Abstract
Background:
When mechanically ventilating the neonatal population, care must be taken because small changes in airway pressure or delivered volume can lead to adverse outcomes. Our aim is to determine the effect of tube compensation (TC) on the neonatal population. This could identify the advantages or disadvantages for its use and lead to better methods of ventilating neonates. We hypothesize that there will be no difference in tidal volume delivered, plateau pressure recorded, and static compliance measured when TC is active versus when it is inactive.
Methods:
Three different sized Shiley (Covidien, Mansfield, MA) cuffed ETTs (2.5, 3.0, 3.5mm) were used on two different ventilator platforms: Drager V500 (Lubeck, Germany) and Hamilton C6 (Bonaduz, Switzerland) with 100% TC, using the mode synchronized mandatory minute ventilation: pressure control with pressure support (SIMV (PC) + PS). For the test lung we used the Adult/Infant Training Test Lung model 5601i from Michigan Instruments (Grand Rapids, MI). Peak inspiratory pressure (PIP), plateau pressure (Ppl), dynamic compliance (Cdyn) and static compliance (Cstat) and tidal volumes (VT) delivered to the patient were compared using each ETT on both ventilators. Settings for each ventilator included a respiratory rate of 40, pressure control of 12 cm H2O, PEEP of 4 cm H2O, flow trigger of 0.5L/min, and an inspiratory time of 0.35 seconds. For each sized ETT on both ventilators, data was recorded with TC on and TC off.

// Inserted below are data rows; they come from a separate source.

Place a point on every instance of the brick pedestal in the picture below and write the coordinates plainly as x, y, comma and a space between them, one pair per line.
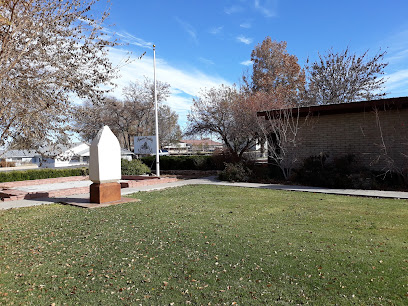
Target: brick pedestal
104, 192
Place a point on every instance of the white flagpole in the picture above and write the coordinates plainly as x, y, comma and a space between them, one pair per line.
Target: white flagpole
156, 115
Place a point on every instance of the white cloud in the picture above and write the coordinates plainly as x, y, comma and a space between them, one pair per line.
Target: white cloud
246, 63
245, 40
185, 84
189, 29
216, 30
245, 25
268, 8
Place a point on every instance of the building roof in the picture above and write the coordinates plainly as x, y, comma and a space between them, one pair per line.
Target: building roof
342, 108
197, 142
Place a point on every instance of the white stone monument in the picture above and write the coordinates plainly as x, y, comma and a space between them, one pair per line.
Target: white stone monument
104, 167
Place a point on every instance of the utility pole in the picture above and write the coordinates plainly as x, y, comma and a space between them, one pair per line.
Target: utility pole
156, 112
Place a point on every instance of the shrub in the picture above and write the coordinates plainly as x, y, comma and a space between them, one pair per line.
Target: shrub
134, 167
35, 174
235, 172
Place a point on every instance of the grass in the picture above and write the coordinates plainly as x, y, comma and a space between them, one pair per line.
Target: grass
208, 244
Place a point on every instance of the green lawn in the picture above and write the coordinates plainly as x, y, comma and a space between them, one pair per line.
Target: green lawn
208, 244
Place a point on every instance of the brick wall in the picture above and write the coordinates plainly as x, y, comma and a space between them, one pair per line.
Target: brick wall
358, 134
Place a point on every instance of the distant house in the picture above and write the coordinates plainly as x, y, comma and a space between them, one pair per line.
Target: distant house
375, 132
76, 154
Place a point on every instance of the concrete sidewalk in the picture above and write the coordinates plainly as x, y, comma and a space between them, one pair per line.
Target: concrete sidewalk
206, 181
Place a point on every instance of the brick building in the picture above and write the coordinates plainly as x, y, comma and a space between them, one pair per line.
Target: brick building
375, 132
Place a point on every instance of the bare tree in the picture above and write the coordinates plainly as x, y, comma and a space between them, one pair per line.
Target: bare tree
276, 73
224, 111
392, 157
50, 51
345, 77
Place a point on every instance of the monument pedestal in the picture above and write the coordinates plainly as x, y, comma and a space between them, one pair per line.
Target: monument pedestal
104, 192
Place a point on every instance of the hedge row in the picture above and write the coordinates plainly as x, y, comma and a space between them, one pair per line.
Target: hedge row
25, 175
192, 162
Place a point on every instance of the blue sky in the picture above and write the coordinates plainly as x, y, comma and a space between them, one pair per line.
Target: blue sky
201, 44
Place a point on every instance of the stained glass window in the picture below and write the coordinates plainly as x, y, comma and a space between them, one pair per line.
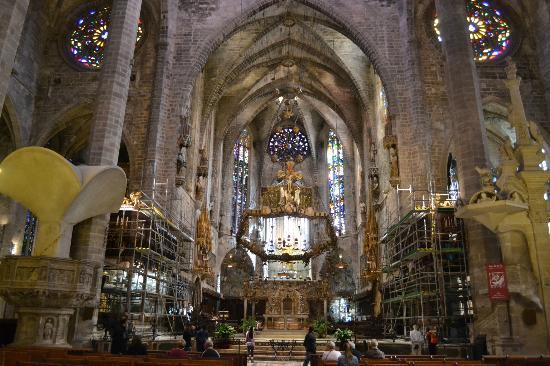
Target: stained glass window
490, 31
288, 144
452, 178
335, 162
29, 234
88, 35
240, 177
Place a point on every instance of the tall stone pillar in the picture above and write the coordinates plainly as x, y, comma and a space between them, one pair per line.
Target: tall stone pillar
469, 133
12, 16
159, 110
106, 135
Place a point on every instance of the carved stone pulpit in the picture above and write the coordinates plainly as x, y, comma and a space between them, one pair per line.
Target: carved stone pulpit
47, 286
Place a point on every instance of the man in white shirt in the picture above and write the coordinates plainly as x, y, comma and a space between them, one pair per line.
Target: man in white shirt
330, 354
416, 341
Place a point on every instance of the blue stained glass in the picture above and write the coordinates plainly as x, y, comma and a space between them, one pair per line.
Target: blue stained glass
86, 40
29, 233
240, 178
335, 162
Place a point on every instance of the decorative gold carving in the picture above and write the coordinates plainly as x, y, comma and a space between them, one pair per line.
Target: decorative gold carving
488, 189
390, 143
203, 244
46, 281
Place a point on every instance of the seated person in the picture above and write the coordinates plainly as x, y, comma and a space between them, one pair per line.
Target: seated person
209, 351
348, 359
355, 352
178, 351
136, 347
331, 354
373, 351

Statistical analysis was performed using R software (version 4.20).
Results:
There was a significant increase in tidal volume delivered while TC was active (P = .02) and there was a difference in volume delivered based on ETT size (P <.001) and the interaction between ventilator brand and whether TC was active (P <.001). This was largely due to the Hamilton delivering larger tidal volumes on average. Ppl pressures were higher overall on the Drager (P < .001) but there was no difference in Ppl when TC was active (P = .07). Finally, static compliance was higher overall on the Hamilton (P < .001) and at larger ETT sizes (P < .001), but no different when TC was activated (P = .49).
Conclusions:
While the VT delivered when TC was active was increased, Ppl and Cstat were unchanged. It is unclear whether this could lead to volutrauma and adverse outcomes in the neonatal population. We reject the null hypothesis due to the difference in VT. More studies need to be done to determine if these results bear any clinical significance.